The safety and scientific validity of this study is the responsibility of the study sponsor and investigators. Listing a study does not mean it has been evaluated by the U.S. Federal Government. Read our disclaimer for details.
 
ClinicalTrials.gov Identifier: NCT03627364
Recruitment Status : Completed
First Posted : August 13, 2018
Last Update Posted : May 6, 2020
Sponsor:
Information provided by (Responsible Party):
Kátia Monte-Silva, Universidade Federal de Pernambuco

Brief Summary:
Healthy individuals, after reading and signing the free and informed consent will be submitted to a single session to obtain the normal neurophysiological measures and thus compare with those obtained in individuals with PD. Healthy and post stroke patients will be submitted to a neurophysiological evaluation through transcranial magnetic stimulation (TMS) and electroencephalography (EEG). The post stroke patients will also performed the evaluation trought the fugl meyer scale.

Condition or disease
Stroke Motor Function Cortical Excitability

Detailed Description:

Fugl Meyer assesment is used to measure motor control recovery. It is a 226 point scoring system that includes the following sessions: range of motion, pain, sensation,motor function of upper and lower limbs, balance, coordination and velocity. The investigators will aplly only two sessions: upper limb motor function and coordination/velocity, these sessions totalize 66 points.
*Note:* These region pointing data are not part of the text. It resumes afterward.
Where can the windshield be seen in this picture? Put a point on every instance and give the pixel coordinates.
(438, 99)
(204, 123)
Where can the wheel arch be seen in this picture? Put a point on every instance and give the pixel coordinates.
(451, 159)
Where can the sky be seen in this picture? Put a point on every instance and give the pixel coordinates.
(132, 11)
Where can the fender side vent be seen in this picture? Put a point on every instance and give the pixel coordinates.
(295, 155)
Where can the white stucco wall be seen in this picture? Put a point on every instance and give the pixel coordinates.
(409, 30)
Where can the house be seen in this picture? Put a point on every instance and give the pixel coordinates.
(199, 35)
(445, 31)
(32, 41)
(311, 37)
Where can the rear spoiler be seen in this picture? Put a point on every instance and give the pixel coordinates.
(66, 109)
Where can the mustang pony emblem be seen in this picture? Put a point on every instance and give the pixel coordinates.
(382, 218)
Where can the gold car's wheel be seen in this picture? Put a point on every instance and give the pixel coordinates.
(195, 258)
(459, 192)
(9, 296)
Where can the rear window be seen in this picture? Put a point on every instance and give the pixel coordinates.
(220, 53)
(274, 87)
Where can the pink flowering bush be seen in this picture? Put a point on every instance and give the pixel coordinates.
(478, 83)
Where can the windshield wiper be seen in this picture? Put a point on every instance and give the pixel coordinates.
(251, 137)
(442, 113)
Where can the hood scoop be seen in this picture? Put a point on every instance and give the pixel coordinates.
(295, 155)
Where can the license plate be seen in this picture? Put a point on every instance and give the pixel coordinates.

Cortical excitability level it will be evaluated through single pulse transcranial magnetic stimulation paradigms (Neurosoft, Russia). Initially, rest motor threshold (RMT) will be determined by finding the lowest stimulator output that elicit motor evoked potential (MEP) around 50 μV (TMS Motor Threshold Assessment Tool -MTAT 2.0 - USA). For RMT measure, a figure-eight coil connected to the magnetic stimulator held manually at 45 degrees from the midline, will be placed over the right primary motor cortex of lesioned and non lesioned hemisphere (C3 and/or C4 - 10/20 System). After, motor evoked potential will be evaluet by 20 pulses firing with 120% of RMT.

EEG Patients will perform an assessment of brain activity through the EEG. Initially, patients will be placed seated in a chair at 90cm in front of a computer. Then, the equipment will be assembled, the points according to the 10-20 marking system will be identified: Cz, C3, C4, F3, F4, P3, P4, Fz and Pz.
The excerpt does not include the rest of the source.